Children’s hospitals support legislation advancing care for children with complex medical conditions in Medicaid
WASHINGTON, D.C. — Yesterday, lead cosponsors Sens. Charles Grassley, R-Iowa, and Michael Bennet, D-Colo., introduced the bipartisan Advancing Care for Exceptional (ACE) Kids Act of 2017 (S. 428) in the U.S. Senate. Sens. Grassley and Bennet were joined by original cosponsors Sens. Rob Portman, R-Ohio, Kamala Harris, D-Calif., Roy Blunt, R-Mo., Bill Nelson, D-Fla., Sherrod Brown, D-Ohio, Cory Gardner, R-Colo., and Patty Murray, D-Wash. This legislation follows the ACE Kids Act of 2015, which achieved strong bipartisan support in both the House and Senate.
The ACE Kids Act of 2017 is an innovative solution to improve the Medicaid program for an important subset of Medicaid beneficiaries. The legislation aims to better coordinate care for children with complex medical conditions in Medicaid, ensuring optimal outcomes while reducing costs.
Of the more than 30 million children covered by Medicaid nationwide, 2 million have complex medical conditions, conditions such as cancer, cystic fibrosis and serious congenital heart defects. These children face documented gaps in care, especially when crossing state lines to access specialized services. Medicaid’s state-by-state variability creates a fragmented and unnecessarily burdensome system lacking in care coordination, quality measures and cost containment.
“The ACE Kids Act of 2017 will help millions of families across the nation better coordinate care for their children,” says Madeline Bell, president and chief executive officer of the Children’s Hospital of Philadelphia and Chair of the Board of Trustees for the Children’s Hospital Association. “We thank Sens. Grassley and Bennet and all of the cosponsors for their steadfast commitment to transforming care for children.”

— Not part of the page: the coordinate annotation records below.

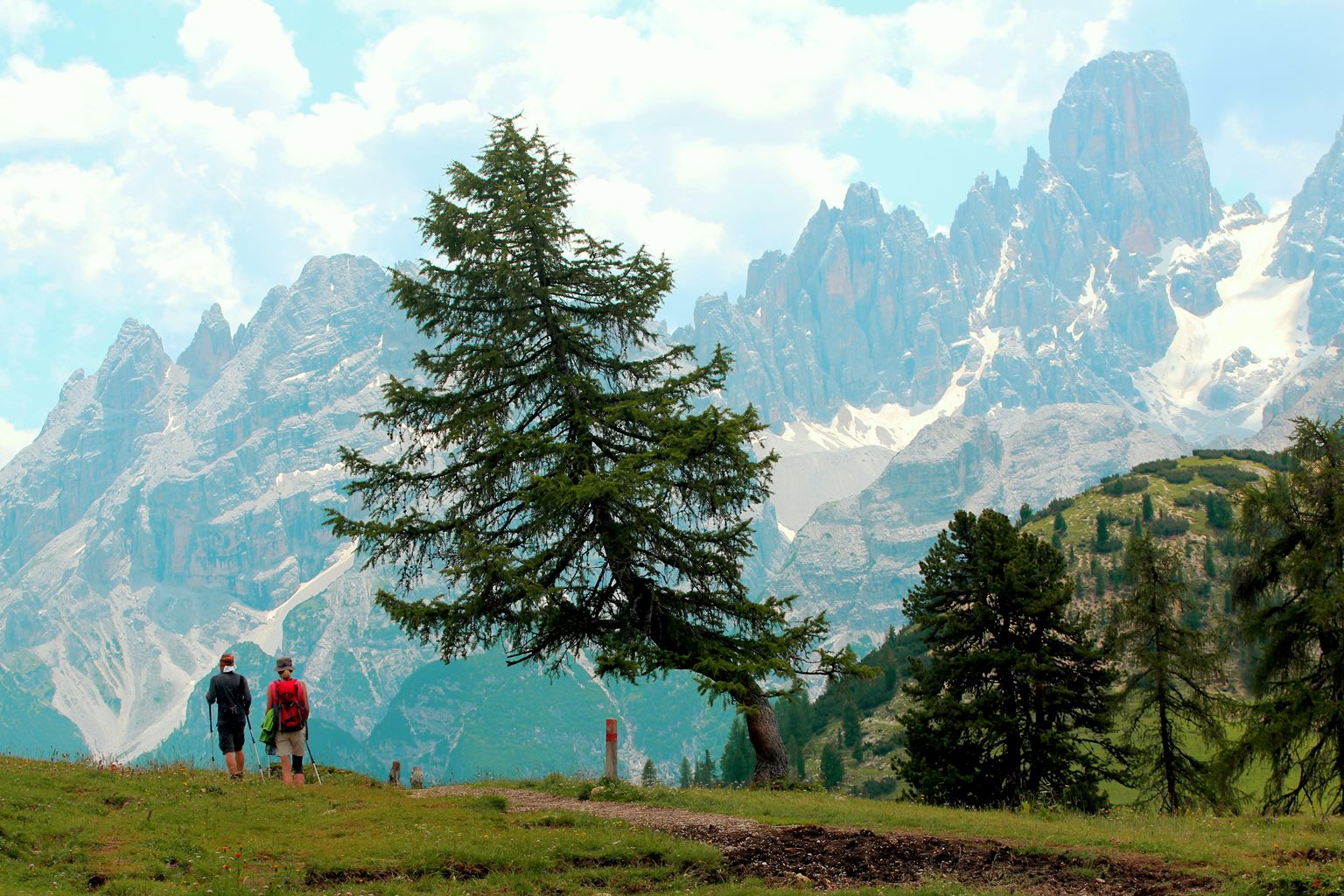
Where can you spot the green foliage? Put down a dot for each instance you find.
(1124, 485)
(704, 771)
(1228, 476)
(1166, 527)
(1219, 511)
(556, 473)
(1280, 461)
(1289, 592)
(1172, 682)
(1013, 699)
(1156, 466)
(1105, 543)
(832, 767)
(851, 732)
(738, 760)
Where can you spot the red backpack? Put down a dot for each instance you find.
(290, 712)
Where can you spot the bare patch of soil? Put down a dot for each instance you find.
(828, 858)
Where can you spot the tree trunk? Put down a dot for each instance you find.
(764, 731)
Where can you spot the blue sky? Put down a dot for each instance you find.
(162, 156)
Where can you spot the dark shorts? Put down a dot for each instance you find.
(230, 735)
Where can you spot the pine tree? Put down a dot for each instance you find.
(704, 771)
(562, 476)
(1289, 595)
(1013, 700)
(832, 767)
(797, 760)
(1102, 542)
(851, 724)
(738, 760)
(1171, 690)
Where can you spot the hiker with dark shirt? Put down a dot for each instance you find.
(230, 690)
(288, 696)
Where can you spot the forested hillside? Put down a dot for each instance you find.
(848, 737)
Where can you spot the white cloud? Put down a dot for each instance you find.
(1241, 153)
(12, 439)
(92, 223)
(72, 105)
(22, 19)
(243, 54)
(330, 136)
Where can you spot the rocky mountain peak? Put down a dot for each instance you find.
(1121, 136)
(133, 368)
(1312, 240)
(210, 349)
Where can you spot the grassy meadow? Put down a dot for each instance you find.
(80, 828)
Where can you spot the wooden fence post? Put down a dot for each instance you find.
(611, 750)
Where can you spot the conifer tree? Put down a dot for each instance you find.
(832, 766)
(1289, 594)
(1012, 703)
(556, 473)
(851, 725)
(704, 770)
(1172, 685)
(738, 760)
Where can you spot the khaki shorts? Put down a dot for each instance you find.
(290, 743)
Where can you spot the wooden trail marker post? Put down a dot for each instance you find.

Children with complex medical conditions make up just 6 percent of children on Medicaid, but account for 40 percent of all Medicaid spending on children — their unique needs often require ongoing and specialized care. This legislation addresses existing challenges identified by families and physicians, including the coordination of care across multiple providers and services, and easing of access to out-of-state care.
The ACE Kids Act of 2017 would be optional for states and would work within the existing structure of a state’s Medicaid program, including those states with Medicaid managed care.